Исследователи кибербезопасности из Trend Micro обнаружили атаку на цепочку поставок. Эта атака позволила злоумышленникам заразить миллионы устройств Android еще до того, как они вышли из завода. Пораженные устройства являются преимущественно бюджетными смартфонами, но атака распространилась на смарт-часы, смарт-телевизоры и другие смарт-устройства.
Старший исследователь Trend Micro Федор Ярочкин и его коллега Чжэн Донг сообщили, что корень проблемы заключается в жестокой конкуренции между производителями.
Как оказалось, изготовители смартфонов производят не все компоненты. Прошивка, например, создается сторонним поставщиком.

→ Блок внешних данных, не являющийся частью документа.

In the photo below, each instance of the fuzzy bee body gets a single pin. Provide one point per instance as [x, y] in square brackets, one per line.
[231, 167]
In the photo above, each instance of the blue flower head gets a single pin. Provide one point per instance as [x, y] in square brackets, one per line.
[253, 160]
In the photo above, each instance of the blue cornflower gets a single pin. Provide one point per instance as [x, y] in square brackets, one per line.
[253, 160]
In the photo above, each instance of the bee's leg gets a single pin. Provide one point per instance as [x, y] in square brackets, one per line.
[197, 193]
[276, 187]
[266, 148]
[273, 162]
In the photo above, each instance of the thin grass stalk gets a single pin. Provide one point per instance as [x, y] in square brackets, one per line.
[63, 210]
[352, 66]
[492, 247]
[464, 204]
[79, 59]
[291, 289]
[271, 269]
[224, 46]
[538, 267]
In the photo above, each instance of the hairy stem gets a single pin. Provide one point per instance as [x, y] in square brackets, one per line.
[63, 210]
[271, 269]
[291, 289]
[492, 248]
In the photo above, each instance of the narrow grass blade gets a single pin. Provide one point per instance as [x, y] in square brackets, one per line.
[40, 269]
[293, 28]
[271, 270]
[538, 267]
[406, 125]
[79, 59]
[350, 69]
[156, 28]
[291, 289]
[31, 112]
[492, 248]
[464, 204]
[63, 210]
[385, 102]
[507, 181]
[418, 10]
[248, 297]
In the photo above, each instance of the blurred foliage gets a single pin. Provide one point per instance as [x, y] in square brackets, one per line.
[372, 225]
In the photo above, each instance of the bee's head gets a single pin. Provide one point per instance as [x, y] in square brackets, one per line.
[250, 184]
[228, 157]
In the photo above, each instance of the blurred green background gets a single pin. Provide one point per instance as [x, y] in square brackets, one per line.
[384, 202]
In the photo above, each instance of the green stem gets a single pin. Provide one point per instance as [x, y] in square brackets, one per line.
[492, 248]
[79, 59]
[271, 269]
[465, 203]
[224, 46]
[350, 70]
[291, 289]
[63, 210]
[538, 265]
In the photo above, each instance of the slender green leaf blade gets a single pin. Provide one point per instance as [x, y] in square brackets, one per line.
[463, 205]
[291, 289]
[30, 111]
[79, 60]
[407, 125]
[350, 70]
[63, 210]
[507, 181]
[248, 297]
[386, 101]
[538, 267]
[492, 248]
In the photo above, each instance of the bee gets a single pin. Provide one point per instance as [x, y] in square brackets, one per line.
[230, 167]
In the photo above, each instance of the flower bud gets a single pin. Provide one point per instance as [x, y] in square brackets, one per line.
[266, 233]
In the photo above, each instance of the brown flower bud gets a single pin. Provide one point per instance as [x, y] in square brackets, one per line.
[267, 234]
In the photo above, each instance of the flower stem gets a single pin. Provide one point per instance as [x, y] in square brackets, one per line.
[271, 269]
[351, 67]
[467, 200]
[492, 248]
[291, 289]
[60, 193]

Однако поскольку цена на готовую прошивку мобильного телефона постоянно снижалась, поставщики не смогли зарабатывать достаточные деньги на своих продуктах.
Поэтому прошивки начали поступать с нежелательными приложениями в виде «тихих плагинов». В Trend Micro проанализировали десятки прошивок и нашли в некоторых из них 80 разных плагинов. По словам исследователей, некоторые плагины были частью более широкой бизнес-модели: их продавали на темных форумах и даже рекламировали на основных платформах социальных сетей и блогах.
Эти плагины способны похищать конфиденциальную информацию с устройства, похищать SMS-сообщения, контролировать учетные записи социальных сетей, использовать мошенничества с рекламой и кликами, злоупотреблять трафиком.
Один тип плагинов – прокси-плагины – позволяет преступникам сдавать устройства в аренду примерно на пять минут за раз.Например, те, кто арендует контроль над устройством, могут получить данные о нажатии клавиш, географическом расположении, IP-адресе и т.д.
В Trend Micro подсчитали, что зараженные прошивки нашли в телефонах 10 вендоров, но предполагают, что такие зараженные прошивки могут быть в телефонах 40 производителей. В общей сложности около девяти миллионов устройств во всем мире пострадали от этой атаки на цепь поставок, большинство из которых расположены в Юго-Восточной Азии и Восточной Европе.